PointData Design Document

Requirements

Functional

Data backend support:

Dense contiguous storage
Sparse storage (CSR)
Disk-backed chunked storage (TensorStore)

Non-functional

Focus on row-based access (investigate whether we do more row-based access or column-based)

Potential solution

Data library with interchangeable backends for different types of data (dense, sparse, chunked).

Why a library?

The responsibilities of the Points and PointData classes have moved beyond acting as a data storage and retrieval. It is also responsible for (de)serializing to our specific data format, has dimension picker actions inside of it, has to fire proper events, set icons, deal with proxy datasets, provide an info action, resolve selections, provide functions suggesting which selections are possible. Hence, when adhering to separation of concerns the data storage should at least be a separate class, purely focused on what you can do with the data that’s stored inside of it. However, with the various requirements we have, building one monolithic class that can do all of this is likely not a good option. Therefore, we need multiple different classes and libraries to support our goals. Hiding this behind a library interface ourselves can help save users of these classes from having to worry about most of these. In addition, multiple plugins might want to use this kind of data storage system without necessarily wanting the whole plugin wrapper that’s around it.

API Design

Basic API

Scalar access

Retrieving the value at a specific position within a dataset is a fundamental operation that users will regularly want to perform. Ideally, on larger datasets this type of access is not used for retrieving all the values in the dataset. Also if a row or column is required, the functions specific to this will be more efficient.

Proposed signature

float valueAt(size_t row, size_t col) const;

Example usage

float x = dataset.valueAt(1, 3);

Row access

Obtaining a particular row from the dataset is one of the most common scenarios for users, for example for comparing feature vectors, computing similarity, etc.

Proposed signature

std::vector<float> row(size_t row) const;

Design considerations

For the sake of efficiency it would be ideal if we could return a view on the row, rather than a copy. However, since we support multiple different data types the question is how we would return a view on the row. One possibility is an std::span providing typed access, however this requires knowing the stored data type, and dealing with all the possible data types in every class that calls this function. Another option is a row-view object internally storing an std::span<> with the right datatype and providing a valueAt() function to retrieve elements from it on the fly. Since the caller typically doesn’t want to bother itself with what datatype is stored in there, valueAt() would like return a float and perform a conversion, or it could be a template function to retrieve your datatype of choice, still with a conversion.

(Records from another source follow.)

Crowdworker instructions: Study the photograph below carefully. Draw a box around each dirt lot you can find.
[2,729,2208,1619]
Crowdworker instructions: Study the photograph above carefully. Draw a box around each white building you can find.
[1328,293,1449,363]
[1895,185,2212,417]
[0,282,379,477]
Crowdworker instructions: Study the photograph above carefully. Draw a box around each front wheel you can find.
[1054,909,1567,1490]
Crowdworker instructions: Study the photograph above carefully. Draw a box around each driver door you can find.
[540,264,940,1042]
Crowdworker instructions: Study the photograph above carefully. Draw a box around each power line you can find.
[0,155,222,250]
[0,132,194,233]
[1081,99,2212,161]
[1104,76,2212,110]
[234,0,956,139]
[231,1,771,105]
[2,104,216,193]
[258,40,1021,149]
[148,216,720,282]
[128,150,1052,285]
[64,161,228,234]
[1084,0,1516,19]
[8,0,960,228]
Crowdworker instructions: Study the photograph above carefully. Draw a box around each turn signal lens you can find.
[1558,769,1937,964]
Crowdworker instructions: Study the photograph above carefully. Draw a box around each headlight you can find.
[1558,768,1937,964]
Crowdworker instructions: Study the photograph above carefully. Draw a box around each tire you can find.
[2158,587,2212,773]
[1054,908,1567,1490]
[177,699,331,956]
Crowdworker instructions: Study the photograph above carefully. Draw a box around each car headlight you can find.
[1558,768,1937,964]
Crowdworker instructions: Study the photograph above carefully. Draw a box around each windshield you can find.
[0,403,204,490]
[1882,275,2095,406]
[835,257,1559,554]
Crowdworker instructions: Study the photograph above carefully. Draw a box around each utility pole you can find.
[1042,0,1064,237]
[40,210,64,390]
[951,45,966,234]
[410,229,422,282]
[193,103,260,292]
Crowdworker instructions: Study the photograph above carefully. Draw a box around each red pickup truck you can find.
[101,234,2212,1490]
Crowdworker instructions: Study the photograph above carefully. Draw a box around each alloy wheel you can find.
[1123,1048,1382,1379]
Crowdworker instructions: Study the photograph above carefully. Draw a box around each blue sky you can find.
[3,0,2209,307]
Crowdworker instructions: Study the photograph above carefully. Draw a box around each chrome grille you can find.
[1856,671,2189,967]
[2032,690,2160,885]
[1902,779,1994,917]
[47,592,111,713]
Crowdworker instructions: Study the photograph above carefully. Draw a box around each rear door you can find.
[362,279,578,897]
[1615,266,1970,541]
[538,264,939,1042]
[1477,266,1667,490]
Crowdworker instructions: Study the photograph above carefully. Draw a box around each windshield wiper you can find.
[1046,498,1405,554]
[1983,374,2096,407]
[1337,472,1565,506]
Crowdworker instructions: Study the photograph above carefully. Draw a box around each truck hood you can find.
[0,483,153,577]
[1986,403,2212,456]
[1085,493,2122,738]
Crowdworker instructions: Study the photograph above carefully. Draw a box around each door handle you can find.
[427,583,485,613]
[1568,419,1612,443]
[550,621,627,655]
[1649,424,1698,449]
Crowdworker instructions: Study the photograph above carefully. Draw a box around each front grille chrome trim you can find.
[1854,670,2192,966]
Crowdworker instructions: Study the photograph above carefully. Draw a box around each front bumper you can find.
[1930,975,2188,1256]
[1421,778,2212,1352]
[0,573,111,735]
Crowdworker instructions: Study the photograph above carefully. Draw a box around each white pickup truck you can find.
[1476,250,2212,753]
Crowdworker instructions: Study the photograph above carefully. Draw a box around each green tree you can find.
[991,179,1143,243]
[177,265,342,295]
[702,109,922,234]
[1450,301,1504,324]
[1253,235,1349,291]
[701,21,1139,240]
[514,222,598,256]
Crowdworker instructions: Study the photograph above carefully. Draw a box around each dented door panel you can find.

The question is then what the access pattern to this row would generally be like. If it is common to request a row but not access all elements within it, then returning a view of a row would be more efficient. However, if it is more common to request the row and use all values within (maybe multiple times), then it might be more efficient to return a float copy of the row, which only does the conversion once.

Given these two access patterns, it might be useful to provide both options. Both options could also be unified in a single RowData object, which either stores a std::span view of the row in case the dataset is made of floats (which is very common) or a std::vector copy of the row (in case the dataset is of a different data type). The downside of this approach is that it is not very transparent to the user what the lifetime of the returned data is, nor the efficiency of access to it.

After benchmarking the following performance scenarios were observed:

Data is stored as float, and a float view is returned (Fastest)
Data is stored as float, and a copy of the row is returned (30% Slower)
Data is stored as another data type, and a copy of the row is returned (Similar to 2.)
Data is stored as another data type, and a view of the row is returned (30% Slower than 2/3)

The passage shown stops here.